If the infection is due to coagulase negative staph or a streptococci the line may be salvaged with 2 weeks of IV therapy. Several studies have suggested benefit in adding N-acetylcysteine to the antibiotic lock to break down the biofilms (PubMed). There is one study to suggest salvage is not as easy as suspected if you use strict criteria for line infection (PubMed).
There is at least a 20-30% chance that S. aureus from a line will go elsewhere, such as a valve. A TTE will miss 20% of vegetations that are found on subsequent TEE.
Pay attention here: if the catheter tip is positive for Staphylococcus aureus BUT the blood cultures are negative, 24% of patients will have a subsequent S. aureus bacteremia; if promptly treated the risk of bacteremia is decreased 84% (PubMed)(PubMed). This is not true for other organisms (PubMed). However, a cath tip for Candida is only rarely associated with fungemia about 2.7 % of cases (PubMed).
The general rule of thumb with infections is the sooner the correct therapy and the sooner the source is controlled (in this case, pulling the catheter) the better the patient will do. What passes for integrity in my case leads me to note that pulling the line for Candida catheter infections early didn't make a difference (PubMed); I would still do it.
As a rule, it is a waste of time to pull central catheters for just a fever in the absence of positive blood cultures.
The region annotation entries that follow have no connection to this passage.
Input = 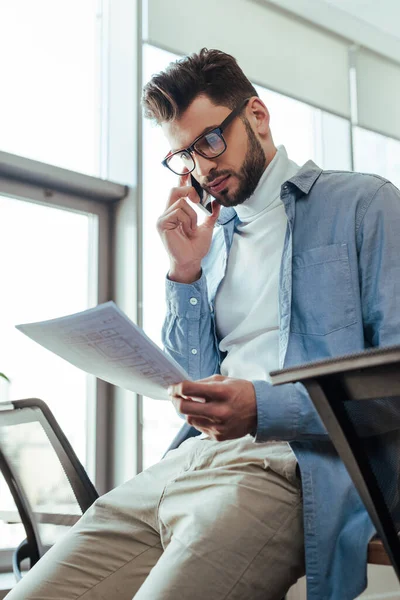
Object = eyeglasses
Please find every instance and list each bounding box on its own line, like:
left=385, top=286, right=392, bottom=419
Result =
left=162, top=98, right=250, bottom=175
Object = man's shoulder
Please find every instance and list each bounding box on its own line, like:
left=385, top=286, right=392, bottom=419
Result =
left=310, top=165, right=392, bottom=205
left=319, top=169, right=390, bottom=188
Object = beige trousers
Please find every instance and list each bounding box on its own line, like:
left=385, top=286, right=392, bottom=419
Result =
left=6, top=436, right=304, bottom=600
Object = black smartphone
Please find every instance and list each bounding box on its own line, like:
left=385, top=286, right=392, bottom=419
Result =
left=190, top=175, right=212, bottom=215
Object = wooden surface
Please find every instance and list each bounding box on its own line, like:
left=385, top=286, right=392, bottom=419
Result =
left=368, top=539, right=392, bottom=566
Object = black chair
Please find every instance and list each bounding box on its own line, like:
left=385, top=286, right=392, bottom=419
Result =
left=0, top=398, right=98, bottom=581
left=271, top=346, right=400, bottom=581
left=0, top=398, right=290, bottom=600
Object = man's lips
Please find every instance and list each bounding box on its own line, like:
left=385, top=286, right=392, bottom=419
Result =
left=207, top=175, right=230, bottom=193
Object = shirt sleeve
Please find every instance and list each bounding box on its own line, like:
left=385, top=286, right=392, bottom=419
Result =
left=357, top=182, right=400, bottom=347
left=162, top=273, right=220, bottom=380
left=253, top=182, right=400, bottom=442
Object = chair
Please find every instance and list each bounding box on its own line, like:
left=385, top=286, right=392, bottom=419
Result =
left=0, top=398, right=98, bottom=581
left=270, top=346, right=400, bottom=581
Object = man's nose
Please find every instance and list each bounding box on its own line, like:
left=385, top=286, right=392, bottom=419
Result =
left=193, top=154, right=217, bottom=179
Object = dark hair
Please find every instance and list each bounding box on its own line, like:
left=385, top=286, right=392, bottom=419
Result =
left=142, top=48, right=258, bottom=124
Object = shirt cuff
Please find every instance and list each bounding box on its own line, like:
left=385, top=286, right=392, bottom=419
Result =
left=252, top=380, right=299, bottom=442
left=165, top=273, right=209, bottom=319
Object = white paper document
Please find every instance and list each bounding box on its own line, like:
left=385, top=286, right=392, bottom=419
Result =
left=16, top=302, right=190, bottom=400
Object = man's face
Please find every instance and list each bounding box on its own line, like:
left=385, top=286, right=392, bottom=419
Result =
left=161, top=96, right=267, bottom=206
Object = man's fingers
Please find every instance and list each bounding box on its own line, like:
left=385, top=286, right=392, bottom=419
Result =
left=203, top=200, right=221, bottom=228
left=172, top=398, right=226, bottom=424
left=166, top=185, right=200, bottom=209
left=168, top=379, right=224, bottom=400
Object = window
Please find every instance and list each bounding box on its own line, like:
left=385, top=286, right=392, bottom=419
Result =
left=0, top=0, right=100, bottom=175
left=143, top=44, right=351, bottom=468
left=353, top=127, right=400, bottom=188
left=0, top=195, right=98, bottom=548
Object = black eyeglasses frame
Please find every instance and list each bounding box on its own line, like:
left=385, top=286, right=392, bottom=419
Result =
left=161, top=98, right=250, bottom=175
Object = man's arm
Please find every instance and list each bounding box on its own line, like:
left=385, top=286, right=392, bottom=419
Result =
left=162, top=274, right=220, bottom=379
left=171, top=183, right=400, bottom=442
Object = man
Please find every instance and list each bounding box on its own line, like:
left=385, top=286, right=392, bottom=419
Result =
left=8, top=50, right=400, bottom=600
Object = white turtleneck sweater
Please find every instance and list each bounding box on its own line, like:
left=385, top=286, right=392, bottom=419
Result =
left=215, top=146, right=300, bottom=474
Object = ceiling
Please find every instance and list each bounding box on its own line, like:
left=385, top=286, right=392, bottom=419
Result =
left=319, top=0, right=400, bottom=39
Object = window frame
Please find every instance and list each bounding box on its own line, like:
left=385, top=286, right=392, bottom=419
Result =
left=0, top=152, right=129, bottom=572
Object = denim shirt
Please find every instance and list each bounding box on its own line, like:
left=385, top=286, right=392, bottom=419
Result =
left=163, top=161, right=400, bottom=600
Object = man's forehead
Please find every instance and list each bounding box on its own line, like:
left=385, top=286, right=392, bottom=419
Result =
left=161, top=96, right=230, bottom=151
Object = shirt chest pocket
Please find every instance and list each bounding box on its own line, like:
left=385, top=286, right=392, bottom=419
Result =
left=290, top=244, right=356, bottom=335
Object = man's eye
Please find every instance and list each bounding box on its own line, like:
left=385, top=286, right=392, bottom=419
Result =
left=180, top=152, right=192, bottom=163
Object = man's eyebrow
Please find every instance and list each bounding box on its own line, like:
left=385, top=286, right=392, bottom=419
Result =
left=168, top=124, right=219, bottom=155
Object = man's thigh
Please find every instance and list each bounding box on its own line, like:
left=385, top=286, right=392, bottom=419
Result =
left=2, top=436, right=197, bottom=600
left=135, top=439, right=305, bottom=600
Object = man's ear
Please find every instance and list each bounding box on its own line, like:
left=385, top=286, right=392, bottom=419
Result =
left=246, top=96, right=269, bottom=137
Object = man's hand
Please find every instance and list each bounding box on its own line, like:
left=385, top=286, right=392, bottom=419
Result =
left=157, top=175, right=221, bottom=283
left=169, top=375, right=257, bottom=442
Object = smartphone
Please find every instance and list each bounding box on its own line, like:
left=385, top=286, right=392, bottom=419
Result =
left=190, top=175, right=212, bottom=215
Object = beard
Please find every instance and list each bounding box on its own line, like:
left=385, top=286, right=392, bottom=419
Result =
left=205, top=119, right=267, bottom=207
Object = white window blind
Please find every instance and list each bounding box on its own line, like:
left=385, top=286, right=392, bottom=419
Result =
left=355, top=48, right=400, bottom=139
left=146, top=0, right=350, bottom=117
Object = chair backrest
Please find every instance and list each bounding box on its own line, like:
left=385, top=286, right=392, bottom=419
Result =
left=0, top=398, right=98, bottom=577
left=271, top=346, right=400, bottom=580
Document infection first (PubMed).
For peripheral iv's, routine changes had no fewer complications than waiting for clinical indications (Pubmed).
Occasionally in the long term neutropenic, if you are suspecting a difficult to grow mould, or in a patient with a prosthetic heart valve where you cannot risk the valve being seeded, you may pull a line because of fever. But usually it is a waste of time.And do not try to change potentially infected lines over a wire. It is against the guidelines, and you would not want to go against the guidelines, now would you.
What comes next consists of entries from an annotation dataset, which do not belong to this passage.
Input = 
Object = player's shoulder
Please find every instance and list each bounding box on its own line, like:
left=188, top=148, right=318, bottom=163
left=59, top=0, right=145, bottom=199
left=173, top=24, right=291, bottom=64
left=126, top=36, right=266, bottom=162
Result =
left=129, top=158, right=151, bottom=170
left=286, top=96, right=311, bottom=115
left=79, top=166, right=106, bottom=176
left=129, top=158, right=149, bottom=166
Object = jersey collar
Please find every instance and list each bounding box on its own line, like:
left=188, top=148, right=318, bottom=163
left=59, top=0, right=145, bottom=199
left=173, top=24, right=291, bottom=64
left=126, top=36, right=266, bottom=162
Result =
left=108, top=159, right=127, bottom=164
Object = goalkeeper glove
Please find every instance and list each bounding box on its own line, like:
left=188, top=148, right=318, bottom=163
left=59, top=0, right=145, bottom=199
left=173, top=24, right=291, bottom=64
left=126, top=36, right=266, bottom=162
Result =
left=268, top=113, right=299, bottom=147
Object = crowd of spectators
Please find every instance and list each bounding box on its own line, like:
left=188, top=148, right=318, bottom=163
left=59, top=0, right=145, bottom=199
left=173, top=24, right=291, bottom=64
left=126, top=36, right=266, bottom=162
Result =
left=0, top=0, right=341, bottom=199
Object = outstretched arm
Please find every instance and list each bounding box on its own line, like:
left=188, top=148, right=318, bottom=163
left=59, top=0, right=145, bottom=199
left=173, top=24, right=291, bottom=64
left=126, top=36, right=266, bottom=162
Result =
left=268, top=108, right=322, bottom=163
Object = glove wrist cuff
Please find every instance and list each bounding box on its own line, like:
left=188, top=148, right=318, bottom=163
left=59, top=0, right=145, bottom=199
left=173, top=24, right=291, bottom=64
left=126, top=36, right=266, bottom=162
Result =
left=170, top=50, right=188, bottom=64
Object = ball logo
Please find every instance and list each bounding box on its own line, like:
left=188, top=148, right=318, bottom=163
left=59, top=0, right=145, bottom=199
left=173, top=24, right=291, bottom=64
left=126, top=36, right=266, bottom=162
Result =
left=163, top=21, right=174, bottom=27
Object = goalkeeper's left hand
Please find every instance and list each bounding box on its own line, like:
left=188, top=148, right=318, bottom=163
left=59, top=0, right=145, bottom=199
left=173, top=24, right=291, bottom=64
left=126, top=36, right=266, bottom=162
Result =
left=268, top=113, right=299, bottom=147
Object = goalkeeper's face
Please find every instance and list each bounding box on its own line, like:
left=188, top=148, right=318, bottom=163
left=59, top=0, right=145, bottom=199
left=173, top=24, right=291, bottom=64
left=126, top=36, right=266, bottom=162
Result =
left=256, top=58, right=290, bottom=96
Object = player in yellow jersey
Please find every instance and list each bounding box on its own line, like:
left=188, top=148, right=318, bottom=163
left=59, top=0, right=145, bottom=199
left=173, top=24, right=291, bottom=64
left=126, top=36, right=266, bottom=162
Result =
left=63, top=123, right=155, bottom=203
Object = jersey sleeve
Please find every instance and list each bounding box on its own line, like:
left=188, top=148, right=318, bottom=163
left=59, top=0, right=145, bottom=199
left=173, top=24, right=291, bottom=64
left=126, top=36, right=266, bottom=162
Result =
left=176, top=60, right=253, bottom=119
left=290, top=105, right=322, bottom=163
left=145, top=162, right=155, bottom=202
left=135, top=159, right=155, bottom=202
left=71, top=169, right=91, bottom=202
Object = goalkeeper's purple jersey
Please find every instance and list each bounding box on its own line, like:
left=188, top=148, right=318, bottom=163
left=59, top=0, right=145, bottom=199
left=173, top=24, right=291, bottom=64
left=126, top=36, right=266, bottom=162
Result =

If you have a patient with recurrent line infections had has to have the line, try an alcohol lock: 25% ETOH placed in line (silicone only) for 30 minutes 3x a week, then either withdrawn or pushed through. Some catheters cannot tolerate ETOH polyurethane); not approved by AA.
Change an infected catheter over a wire? The data is variable but suggests that it is no worse than a new line. Still, it gives me the Heebie Jeebies to put a sterile wire into an infected catheter and expect the whole system not to get infected. If it has to be done, my non evidence based suggestion (anyone want to do a study?) is to fill the catheter up with 25% alcohol before sticking a wire in it.
Antibiotic locks can both treat (PubMed) and prevent (PubMed) infections, and do not (allegedly) breed resistance (PubMed); not all studies agree (PubMed) a meta analysis here (PubMed). I prefer alcohol locks, which does not breed resistance and the bacteria die happy (PubMed). Just fill the catheter up with 25% alcohol for 30 min once a week, then either push it through or draw it out. Not all catheters can be alcohol locked. One in vitro study suggested 30% alcohol for at least 4 hours (PubMed).
There is ZERO data to support dental prophylaxis to prevent infections of catheters (PubMed).
All central lines should be places with full sterile barriers (gown, mask, glove, drapes, the whole shootin' match). If you are not aware of these recommendations, based on controlled studies, than you are bigger fool than you look and I recommend getting up to speed on proper technique before you take care on any more patients.